O percurso de Natália, tanto pessoal como enquanto membro da sociedade, é uma curva ascendente de auto-conhecimento e de consciencialização do que nos rodeia que dá lugar à acção ou, pelo menos, à promessa de mudança. Tanto a protagonista como a tribo em que está integrada, uma família de espíritos díspares mas em sintonia, rumam à acção, à tentativa corajosa de fazer algo para enfrentar as bestas de uma utopia que nunca o foi e que dificilmente virá a ser. A crise pessoal de Natália e a crise europeia, sobretudo nos países do sul da Europa, vem mostrar que é necessário evoluir e mudar, não baixar os braços quando nos tiram o tapete, não aceitar a injustiça e a falta de integridade como dados adquiridos, e não permitir que o espírito soçobre. Tal como as feridas interiores podem ser lambidas e ajudar o indivíduo a crescer e a confrontar o que é e quem é, também os lenhos que têm sido abertos na carne do continente são uma oportunidade de nos recordarmos do que realmente importa, e de fazer da resistência uma tarefa quotidiana. Um abrir de olhos, em suma, tanto para o interior como para o exterior.

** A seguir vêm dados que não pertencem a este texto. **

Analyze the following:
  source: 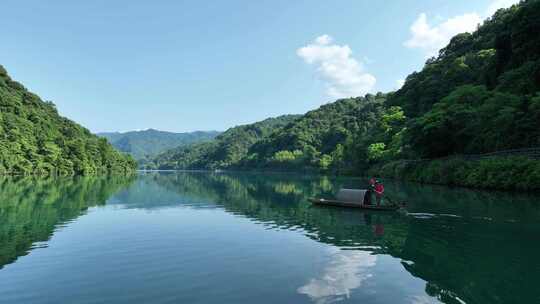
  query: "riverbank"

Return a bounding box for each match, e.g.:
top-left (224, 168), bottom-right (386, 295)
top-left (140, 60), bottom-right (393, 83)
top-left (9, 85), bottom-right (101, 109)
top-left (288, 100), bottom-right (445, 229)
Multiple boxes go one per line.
top-left (142, 156), bottom-right (540, 191)
top-left (0, 168), bottom-right (138, 177)
top-left (369, 156), bottom-right (540, 191)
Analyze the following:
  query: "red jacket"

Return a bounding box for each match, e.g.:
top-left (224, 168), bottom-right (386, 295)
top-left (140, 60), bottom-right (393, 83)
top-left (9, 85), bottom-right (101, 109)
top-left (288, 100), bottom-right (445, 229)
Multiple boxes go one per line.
top-left (374, 184), bottom-right (384, 194)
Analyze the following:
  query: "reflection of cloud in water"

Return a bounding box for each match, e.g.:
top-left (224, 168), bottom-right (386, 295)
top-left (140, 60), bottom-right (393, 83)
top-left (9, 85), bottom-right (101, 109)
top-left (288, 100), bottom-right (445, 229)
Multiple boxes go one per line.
top-left (297, 249), bottom-right (377, 304)
top-left (409, 295), bottom-right (443, 304)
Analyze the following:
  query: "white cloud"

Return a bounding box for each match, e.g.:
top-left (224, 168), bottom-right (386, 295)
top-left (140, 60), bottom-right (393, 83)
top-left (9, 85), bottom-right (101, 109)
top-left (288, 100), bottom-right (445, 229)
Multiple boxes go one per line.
top-left (396, 78), bottom-right (405, 89)
top-left (409, 295), bottom-right (441, 304)
top-left (486, 0), bottom-right (520, 16)
top-left (297, 249), bottom-right (377, 304)
top-left (404, 12), bottom-right (482, 57)
top-left (404, 0), bottom-right (520, 57)
top-left (315, 34), bottom-right (333, 45)
top-left (297, 35), bottom-right (376, 98)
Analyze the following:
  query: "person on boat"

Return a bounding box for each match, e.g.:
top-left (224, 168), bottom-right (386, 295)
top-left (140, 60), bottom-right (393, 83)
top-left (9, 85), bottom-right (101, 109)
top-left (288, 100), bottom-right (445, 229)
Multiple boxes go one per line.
top-left (374, 180), bottom-right (384, 206)
top-left (364, 190), bottom-right (372, 205)
top-left (368, 177), bottom-right (376, 190)
top-left (364, 178), bottom-right (377, 205)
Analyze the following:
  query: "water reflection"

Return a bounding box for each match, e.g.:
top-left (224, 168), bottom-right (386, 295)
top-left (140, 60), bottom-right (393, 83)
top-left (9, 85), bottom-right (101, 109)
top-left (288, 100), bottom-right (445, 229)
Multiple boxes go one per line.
top-left (297, 249), bottom-right (377, 304)
top-left (1, 171), bottom-right (539, 304)
top-left (140, 172), bottom-right (540, 304)
top-left (0, 175), bottom-right (134, 269)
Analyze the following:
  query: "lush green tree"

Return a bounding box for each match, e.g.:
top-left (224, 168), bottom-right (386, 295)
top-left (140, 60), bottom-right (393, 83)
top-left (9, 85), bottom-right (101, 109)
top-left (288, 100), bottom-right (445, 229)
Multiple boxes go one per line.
top-left (390, 0), bottom-right (540, 158)
top-left (407, 85), bottom-right (538, 157)
top-left (149, 115), bottom-right (299, 170)
top-left (367, 143), bottom-right (387, 161)
top-left (0, 65), bottom-right (136, 175)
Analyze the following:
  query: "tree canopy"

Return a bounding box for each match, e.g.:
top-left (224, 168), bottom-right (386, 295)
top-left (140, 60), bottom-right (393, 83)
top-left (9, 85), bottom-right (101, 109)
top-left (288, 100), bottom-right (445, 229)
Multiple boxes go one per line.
top-left (391, 0), bottom-right (540, 157)
top-left (148, 115), bottom-right (300, 170)
top-left (0, 65), bottom-right (136, 175)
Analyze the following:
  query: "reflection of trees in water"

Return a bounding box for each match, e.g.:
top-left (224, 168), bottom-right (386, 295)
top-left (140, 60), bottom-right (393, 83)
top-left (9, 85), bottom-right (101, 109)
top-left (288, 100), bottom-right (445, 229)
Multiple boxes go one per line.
top-left (400, 214), bottom-right (540, 304)
top-left (0, 175), bottom-right (134, 269)
top-left (149, 172), bottom-right (540, 304)
top-left (149, 172), bottom-right (408, 252)
top-left (3, 172), bottom-right (538, 303)
top-left (387, 179), bottom-right (540, 222)
top-left (392, 182), bottom-right (540, 303)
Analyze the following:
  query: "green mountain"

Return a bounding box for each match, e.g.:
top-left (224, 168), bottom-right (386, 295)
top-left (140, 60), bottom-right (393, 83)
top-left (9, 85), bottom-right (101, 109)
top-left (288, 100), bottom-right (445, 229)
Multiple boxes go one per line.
top-left (0, 65), bottom-right (136, 175)
top-left (150, 0), bottom-right (540, 181)
top-left (244, 94), bottom-right (394, 171)
top-left (149, 115), bottom-right (300, 169)
top-left (97, 129), bottom-right (220, 160)
top-left (389, 0), bottom-right (540, 158)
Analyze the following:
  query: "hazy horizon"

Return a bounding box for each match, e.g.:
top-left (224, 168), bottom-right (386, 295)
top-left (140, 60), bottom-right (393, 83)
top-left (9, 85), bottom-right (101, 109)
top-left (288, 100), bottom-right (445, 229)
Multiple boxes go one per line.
top-left (96, 128), bottom-right (224, 134)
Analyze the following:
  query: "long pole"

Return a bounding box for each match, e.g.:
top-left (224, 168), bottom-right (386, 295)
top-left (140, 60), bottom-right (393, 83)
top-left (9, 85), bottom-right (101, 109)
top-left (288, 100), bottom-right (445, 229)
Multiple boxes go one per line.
top-left (383, 194), bottom-right (399, 206)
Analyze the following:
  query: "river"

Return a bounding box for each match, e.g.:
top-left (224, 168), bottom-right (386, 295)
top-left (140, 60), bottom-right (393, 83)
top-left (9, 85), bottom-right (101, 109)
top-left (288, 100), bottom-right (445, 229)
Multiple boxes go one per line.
top-left (0, 172), bottom-right (539, 303)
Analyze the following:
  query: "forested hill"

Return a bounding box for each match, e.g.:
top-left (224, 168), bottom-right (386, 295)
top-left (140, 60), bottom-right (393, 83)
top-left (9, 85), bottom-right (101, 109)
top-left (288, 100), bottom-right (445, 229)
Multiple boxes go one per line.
top-left (97, 129), bottom-right (220, 160)
top-left (243, 94), bottom-right (393, 171)
top-left (149, 95), bottom-right (394, 172)
top-left (147, 115), bottom-right (300, 169)
top-left (0, 65), bottom-right (136, 175)
top-left (150, 0), bottom-right (540, 176)
top-left (389, 0), bottom-right (540, 158)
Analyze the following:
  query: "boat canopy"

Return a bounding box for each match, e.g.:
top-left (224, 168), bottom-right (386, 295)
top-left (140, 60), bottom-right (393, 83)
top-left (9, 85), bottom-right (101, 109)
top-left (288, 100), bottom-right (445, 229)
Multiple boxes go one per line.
top-left (336, 189), bottom-right (369, 204)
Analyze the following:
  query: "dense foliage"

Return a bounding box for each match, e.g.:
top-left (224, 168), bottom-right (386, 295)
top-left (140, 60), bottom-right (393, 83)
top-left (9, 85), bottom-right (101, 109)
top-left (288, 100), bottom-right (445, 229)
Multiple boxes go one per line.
top-left (98, 129), bottom-right (220, 161)
top-left (0, 65), bottom-right (136, 175)
top-left (242, 94), bottom-right (406, 172)
top-left (151, 94), bottom-right (404, 173)
top-left (151, 0), bottom-right (540, 187)
top-left (392, 0), bottom-right (540, 157)
top-left (372, 156), bottom-right (540, 190)
top-left (150, 95), bottom-right (406, 173)
top-left (148, 115), bottom-right (300, 169)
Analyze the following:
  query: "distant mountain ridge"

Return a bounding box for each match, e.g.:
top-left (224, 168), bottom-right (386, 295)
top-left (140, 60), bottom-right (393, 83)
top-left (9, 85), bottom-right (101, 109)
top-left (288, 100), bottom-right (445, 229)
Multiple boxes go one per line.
top-left (148, 115), bottom-right (301, 170)
top-left (97, 129), bottom-right (220, 160)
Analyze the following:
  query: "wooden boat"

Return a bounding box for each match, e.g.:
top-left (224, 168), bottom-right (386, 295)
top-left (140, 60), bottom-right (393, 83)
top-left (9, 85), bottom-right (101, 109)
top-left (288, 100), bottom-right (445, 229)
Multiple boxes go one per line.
top-left (308, 198), bottom-right (402, 211)
top-left (308, 188), bottom-right (405, 211)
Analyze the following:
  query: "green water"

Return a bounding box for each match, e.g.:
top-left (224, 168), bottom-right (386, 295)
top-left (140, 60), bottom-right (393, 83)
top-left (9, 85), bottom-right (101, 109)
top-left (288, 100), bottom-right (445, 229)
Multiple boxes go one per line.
top-left (0, 172), bottom-right (539, 304)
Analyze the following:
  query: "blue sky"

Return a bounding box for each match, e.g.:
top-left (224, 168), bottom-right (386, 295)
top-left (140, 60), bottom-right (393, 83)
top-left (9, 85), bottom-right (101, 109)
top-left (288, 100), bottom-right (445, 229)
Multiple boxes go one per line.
top-left (0, 0), bottom-right (518, 133)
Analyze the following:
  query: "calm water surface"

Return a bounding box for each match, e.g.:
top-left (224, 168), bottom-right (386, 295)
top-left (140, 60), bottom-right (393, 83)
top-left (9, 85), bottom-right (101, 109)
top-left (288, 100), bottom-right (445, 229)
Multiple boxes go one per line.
top-left (0, 172), bottom-right (539, 304)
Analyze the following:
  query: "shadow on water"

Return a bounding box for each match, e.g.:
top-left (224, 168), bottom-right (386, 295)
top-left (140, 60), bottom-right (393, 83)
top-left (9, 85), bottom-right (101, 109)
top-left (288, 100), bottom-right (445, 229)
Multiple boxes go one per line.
top-left (132, 171), bottom-right (540, 304)
top-left (0, 175), bottom-right (135, 270)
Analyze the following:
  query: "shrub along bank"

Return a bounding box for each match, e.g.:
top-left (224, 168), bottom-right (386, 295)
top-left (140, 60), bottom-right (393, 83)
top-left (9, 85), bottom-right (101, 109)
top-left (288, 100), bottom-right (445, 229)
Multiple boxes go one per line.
top-left (370, 157), bottom-right (540, 191)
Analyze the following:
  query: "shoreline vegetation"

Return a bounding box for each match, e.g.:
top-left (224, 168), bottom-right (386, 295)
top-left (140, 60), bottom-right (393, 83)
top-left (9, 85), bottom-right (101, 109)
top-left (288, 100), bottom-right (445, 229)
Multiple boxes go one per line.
top-left (371, 156), bottom-right (540, 191)
top-left (139, 155), bottom-right (540, 192)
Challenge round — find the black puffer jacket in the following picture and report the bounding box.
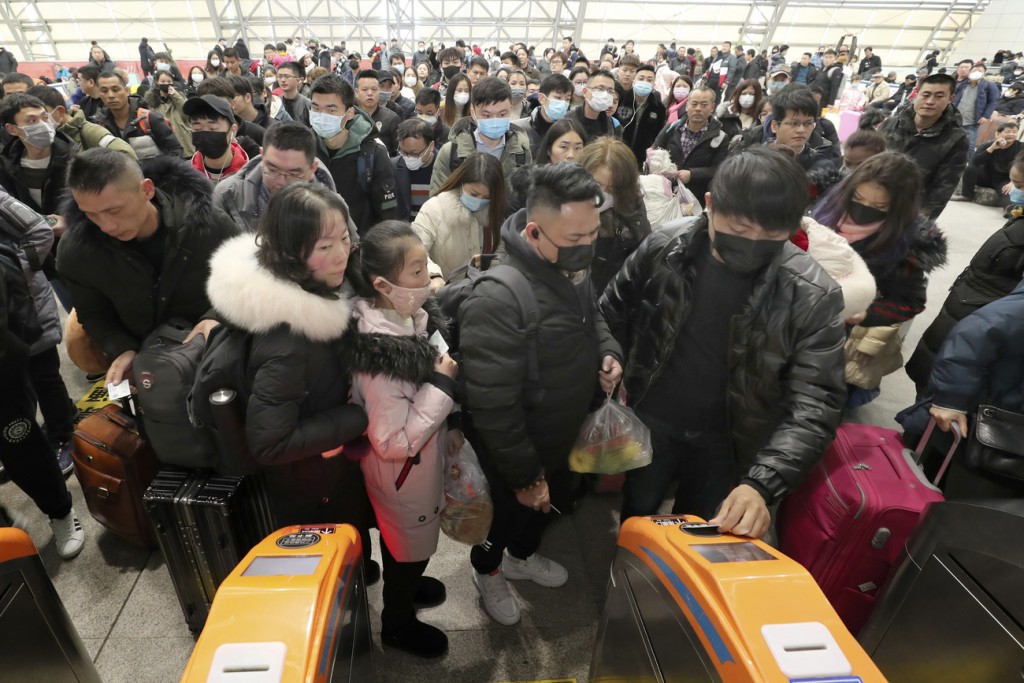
[621,93,667,168]
[599,217,847,502]
[205,234,370,522]
[907,215,1024,390]
[0,132,76,214]
[57,156,239,360]
[878,104,969,219]
[591,201,652,294]
[652,115,730,206]
[459,209,623,490]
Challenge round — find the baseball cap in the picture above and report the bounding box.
[183,94,234,122]
[769,63,791,77]
[377,69,395,84]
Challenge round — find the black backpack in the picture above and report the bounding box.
[0,239,40,346]
[435,260,543,405]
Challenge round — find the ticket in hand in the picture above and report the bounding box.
[428,330,449,356]
[107,379,131,400]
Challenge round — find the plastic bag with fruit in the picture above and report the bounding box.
[440,441,493,545]
[569,395,653,474]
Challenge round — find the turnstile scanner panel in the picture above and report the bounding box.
[591,515,887,683]
[859,499,1024,683]
[180,523,372,683]
[0,528,102,683]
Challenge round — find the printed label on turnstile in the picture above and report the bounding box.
[299,526,336,534]
[652,516,690,526]
[276,532,321,549]
[790,677,863,683]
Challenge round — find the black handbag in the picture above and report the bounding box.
[965,405,1024,482]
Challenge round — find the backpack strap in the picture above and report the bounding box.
[478,266,540,386]
[136,108,151,135]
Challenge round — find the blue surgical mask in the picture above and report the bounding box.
[156,62,171,72]
[476,117,510,139]
[544,98,569,121]
[633,81,654,97]
[1011,186,1024,205]
[309,110,343,139]
[460,191,490,212]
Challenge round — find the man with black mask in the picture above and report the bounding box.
[600,147,846,539]
[183,95,248,183]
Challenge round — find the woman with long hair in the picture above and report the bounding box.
[412,153,507,285]
[663,75,692,125]
[576,137,652,292]
[442,73,472,127]
[717,78,763,138]
[569,65,590,109]
[204,50,224,79]
[534,118,588,165]
[402,66,423,99]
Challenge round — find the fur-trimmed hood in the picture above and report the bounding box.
[62,155,216,249]
[206,233,354,342]
[340,297,449,386]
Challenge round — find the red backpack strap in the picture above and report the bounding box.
[136,108,151,135]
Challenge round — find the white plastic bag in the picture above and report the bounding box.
[440,441,493,545]
[569,397,654,474]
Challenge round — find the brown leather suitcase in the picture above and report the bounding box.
[71,403,160,548]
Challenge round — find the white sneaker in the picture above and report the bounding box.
[50,508,85,560]
[472,568,521,626]
[502,551,568,588]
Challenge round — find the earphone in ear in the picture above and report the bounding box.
[531,228,540,239]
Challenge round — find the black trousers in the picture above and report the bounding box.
[380,541,428,632]
[962,165,1011,206]
[28,346,75,446]
[0,362,72,519]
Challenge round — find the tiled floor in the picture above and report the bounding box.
[0,198,1007,682]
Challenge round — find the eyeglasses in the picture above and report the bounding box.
[588,85,612,93]
[277,74,300,81]
[262,162,307,181]
[779,119,816,130]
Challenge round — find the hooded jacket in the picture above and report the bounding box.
[599,217,847,503]
[907,215,1024,391]
[341,299,454,562]
[58,108,136,157]
[412,189,508,279]
[429,117,533,194]
[459,209,622,490]
[205,233,371,524]
[994,93,1024,117]
[315,109,398,235]
[0,132,76,215]
[512,106,555,154]
[878,104,969,219]
[652,115,730,206]
[93,96,183,159]
[212,154,343,234]
[796,217,876,321]
[56,156,239,361]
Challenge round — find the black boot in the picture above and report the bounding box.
[413,576,446,609]
[381,617,448,658]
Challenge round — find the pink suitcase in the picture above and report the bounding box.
[777,422,959,634]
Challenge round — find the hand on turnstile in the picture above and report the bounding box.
[709,484,770,538]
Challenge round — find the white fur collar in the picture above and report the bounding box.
[207,234,353,342]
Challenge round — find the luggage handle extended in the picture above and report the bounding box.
[915,418,963,487]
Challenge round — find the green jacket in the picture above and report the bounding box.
[428,118,532,194]
[144,88,194,157]
[59,109,137,159]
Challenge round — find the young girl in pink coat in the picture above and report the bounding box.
[341,220,460,659]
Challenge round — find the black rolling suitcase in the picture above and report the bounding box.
[143,468,276,632]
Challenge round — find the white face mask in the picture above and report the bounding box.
[265,77,276,87]
[573,82,586,97]
[210,59,220,68]
[453,91,470,106]
[738,94,755,108]
[192,73,205,84]
[417,114,437,125]
[404,75,417,87]
[969,71,983,82]
[587,90,613,113]
[673,87,690,101]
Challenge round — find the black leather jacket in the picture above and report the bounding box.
[600,217,847,502]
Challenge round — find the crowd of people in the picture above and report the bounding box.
[1,31,1023,663]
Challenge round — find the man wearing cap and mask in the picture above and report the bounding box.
[381,68,415,120]
[601,146,845,540]
[184,95,248,183]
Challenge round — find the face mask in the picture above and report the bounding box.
[1010,186,1024,204]
[673,87,690,101]
[192,130,231,159]
[633,81,654,97]
[158,83,171,93]
[544,97,569,121]
[768,80,787,95]
[711,228,785,274]
[536,224,594,272]
[379,279,432,317]
[510,87,526,102]
[21,121,55,149]
[599,191,615,213]
[379,90,392,102]
[404,75,418,87]
[588,90,613,112]
[309,110,344,138]
[738,94,755,108]
[573,82,586,97]
[211,59,220,68]
[453,91,470,107]
[402,153,426,171]
[417,114,437,125]
[969,72,983,82]
[847,200,888,225]
[156,63,171,72]
[476,116,510,139]
[460,191,490,212]
[443,65,461,81]
[265,77,277,87]
[348,60,360,70]
[192,74,205,84]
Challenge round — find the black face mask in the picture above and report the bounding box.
[192,131,231,159]
[536,225,594,272]
[348,59,359,70]
[847,200,888,225]
[158,83,170,93]
[712,229,785,274]
[442,65,462,81]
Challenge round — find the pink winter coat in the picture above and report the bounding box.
[348,298,454,563]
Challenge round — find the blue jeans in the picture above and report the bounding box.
[963,123,979,158]
[621,424,736,522]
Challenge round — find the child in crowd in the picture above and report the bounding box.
[342,221,459,658]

A escrita de Rita Bonet, tão poética como quase panfletária, oscila entre o murmúrio do pessoal e o clamor do social. Os diários de Matilde, a mãe, são o registo do conflito interno, do mal de alma, da pacificação e da aceitação, e a leitura e interpretação dos mesmos pela filha são um retrato lírico e corajoso do crescimento pessoal, doloroso e belo, para quem se atreve a parar para o encarar e se encarar de frente. Como tal, nestes momentos do romance, a escrita é intimista e segredada, em oposição à voz mais enérgica e reivindicativa que perpassa os trechos de apelo à consciência e à intervenção. Este apelo é feito através do retrato de uma Europa em guerra com os seus filhos, de uma crise que redundou numa austeridade cruel e no fracasso de um modelo social que vai esquecendo, a passos largos, os mais vulneráveis e fragilizando os que querem viver sem ser em sobressalto, de uma forma digna e com o mínimo de segurança. No fundo, assassinando aos poucos a ideia de liberdade, igualdade e fraternidade que, embora seja utópica em termos práticos, não deve nunca deixar de ser o objectivo. A autora insiste neste ponto, e com razão: para a democracia sobreviver, para a sociedade ser viável, a dignidade tem de ser transversal e defendida como o direito humano básico que é.
Aconselha-se portanto a leitura deste romance ao leitor que não tem medo de pensar, que não encara a venda como um acessório de sobrevivência e que tem a coragem de mergulhar tanto nas profundezas da alma como nas trevas de um contexto social e político que faz tremer e temer. Mas não se pense que o optimismo fica de lado nesta obra, porque não fica: o apelo à luta e ao sentimento de pertença a um grupo, a uma família, ainda que não seja uma solução milagrosa para todos os males de espírito e da sociedade, é já um passo tremendo para criar um mundo melhor.